New 700-bed residence hall expected to be completed this year. Photo by Aaron Grayson, TSU Media Relations

By Emmanuel Freeman

NASHVILLE, TN (TSU News Service) — Tennessee State University officials say a new 700-bed ultra-modern residence hall scheduled to open in the fall is indicative of TSU’s growth and desire to create a better living and learning environment for students.

With growing enrollment and the need for new facilities, officials say the building will play a major role in recruitment efforts, as well as facilitate socialization and engagement, and provide an atmosphere for academic success. It is part of several planned and ongoing construction projects, including a new Health Sciences Building that was recently dedicated. 

“The university is undergoing a renaissance of sorts,” says TSU President Glenda Glover. “It began with our new, higher admission standards, and continues with the new construction of the residence hall and Health Sciences Building for prospective students to enjoy and reap the benefits.” 

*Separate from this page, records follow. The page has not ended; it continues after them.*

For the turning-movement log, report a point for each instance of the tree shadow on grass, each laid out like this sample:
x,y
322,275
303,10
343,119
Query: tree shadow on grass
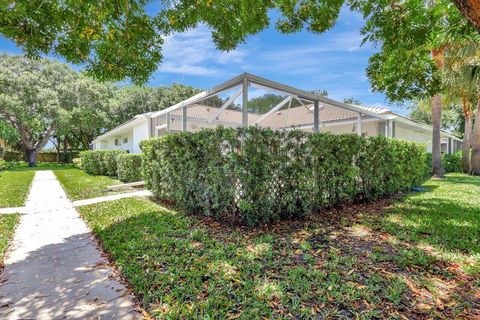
x,y
328,266
462,179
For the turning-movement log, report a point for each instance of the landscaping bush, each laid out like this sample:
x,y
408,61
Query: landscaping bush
x,y
452,162
256,176
129,167
100,162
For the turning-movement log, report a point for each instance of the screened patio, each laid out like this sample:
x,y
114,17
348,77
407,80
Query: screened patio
x,y
233,104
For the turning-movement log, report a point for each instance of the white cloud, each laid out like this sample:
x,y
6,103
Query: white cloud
x,y
194,53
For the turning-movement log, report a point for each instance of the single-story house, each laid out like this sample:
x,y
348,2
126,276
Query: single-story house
x,y
297,109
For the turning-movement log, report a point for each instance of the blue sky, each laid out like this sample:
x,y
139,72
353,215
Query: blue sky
x,y
333,61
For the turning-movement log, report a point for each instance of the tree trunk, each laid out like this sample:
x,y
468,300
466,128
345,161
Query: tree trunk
x,y
475,158
471,10
57,147
32,157
438,56
437,170
466,141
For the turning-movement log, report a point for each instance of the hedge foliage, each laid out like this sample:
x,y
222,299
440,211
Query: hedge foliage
x,y
100,162
129,167
256,176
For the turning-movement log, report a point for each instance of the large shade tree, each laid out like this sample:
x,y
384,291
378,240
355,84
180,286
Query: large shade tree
x,y
413,36
129,101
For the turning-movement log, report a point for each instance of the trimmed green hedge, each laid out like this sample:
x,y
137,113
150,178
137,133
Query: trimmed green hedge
x,y
129,167
256,176
100,162
450,162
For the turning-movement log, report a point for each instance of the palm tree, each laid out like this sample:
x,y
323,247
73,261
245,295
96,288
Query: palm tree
x,y
460,89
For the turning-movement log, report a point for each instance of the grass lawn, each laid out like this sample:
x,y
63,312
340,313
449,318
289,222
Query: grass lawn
x,y
80,185
14,187
415,258
7,227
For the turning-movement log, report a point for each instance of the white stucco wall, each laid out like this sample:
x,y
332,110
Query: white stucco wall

The new building, estimated at $75.3 million and the first new residence hall on the campus in nearly 25 years, will house lower and upperclassmen. It is described as a mixed community living facility that will offer multiple upscale living, dining, recreational and leisure concepts.  

“This particular facility is designed to be a city or community for the students,” says Dr. Curtis Johnson, TSU’s chief of staff and associate vice president, who oversees campus construction. “In that concept, the intent is for the students to be able to do almost everything they need to do in that facility, without having to go across campus.” 

Recently, Johnson conducted a tour of the ongoing construction with the campus chief project manager, representatives from Aramark, the food services provider, and the director of the campus Emergency Management department. The goal, he says, was to “bring the team members together to make sure we are on one accord.” 

The team reviewed the advanced technology makeup of the building – monitors, access control, secure mechanisms – for the convenience and security of occupants; as well as living arrangements, such as a variety of room types for students and employees. Among them, four-bedroom suites with bathrooms, common areas, kitchenettes, as well as doubles, and pods with community bathrooms that are shared with select groups of individuals.  

“The new residence facility is a mixture of spaces,” says Johnson. “When we initiated this project, one of the things we looked at was living spaces for traditional students and the non-traditional students. So, how do you accommodate all of those different groups? We also looked at being able to include space for camps and different programs should the need arise. So, having the building configured in a manner to accommodate that was also important.” 

Frank Stevenson, associate vice president for student affairs and dean of students, says the new residence hall will foster a sense of community that creates greater opportunities for students to interact with each other. 

“It is really exciting to have this residence hall coming online with an amazing living learning community-style,” says Stevenson. “Students will be able to experience some of the most modern amenities. We spare no expense in terms of making sure our students have a comfortable living space during their learning experience.” 

Students are also excited about the prospect of a new residence hall and what it offers in terms of recruitment and upscale living. 

“I think that this new addition is really good for the campus,” says Travion Crutcher, a senior mechanical engineering major from Huntsville, Alabama, who is a student ambassador. “That will help a lot with recruitment, and when we are talking to students about coming to TSU.” 

Aaliyah Doss, a sophomore agricultural sciences major from Chicago, relishes the opportunity to be one of the first occupants of the new building. 

“I lived in Epps Hall my freshman year and now in Rudolph Hall,” says Doss. “This new building will definitely give the campus a great look and make lots of students want to come to TSU.” 

During the tour, Kathryn Crockett, district manager of Aramark, disclosed that dining in the new building will include brands such as Firehouse Subs, Twisters Tacos, Bojangles, Bento Shushi, and Noddle Rice Bowl. Chick-fil-A, Pizza Hut, and Starbucks are already fixtures on campus. 

“We are thrilled to be here at TSU. We really enjoy taking care of this campus community and serving the students, faculty, and staff,” says Crockett. “We are really looking to round out our footprint here and continue the evolution of dining services on campus.” 

Johnson adds that existing concepts will be upgraded and modified to blend in with the new offerings. 

“We are also looking at Sport Zone to create a concept for students in the apartments,” says Johnson. “So, there is a whole metamorphosis of activities surrounding dining and food services for the students. We are working with our partner, Aramark, to enhance what we have by bringing in new concepts and upgrade those things that we already have.”

Others who accompanied Johnson on the tour of the ongoing construction were: George Herring, chief project manager; Hendrell Remus,  director of campus Emergency Management; Terry Hammond, general manager of Aramark; and Jeanne Charlebois, concept innovation manager at Aramark.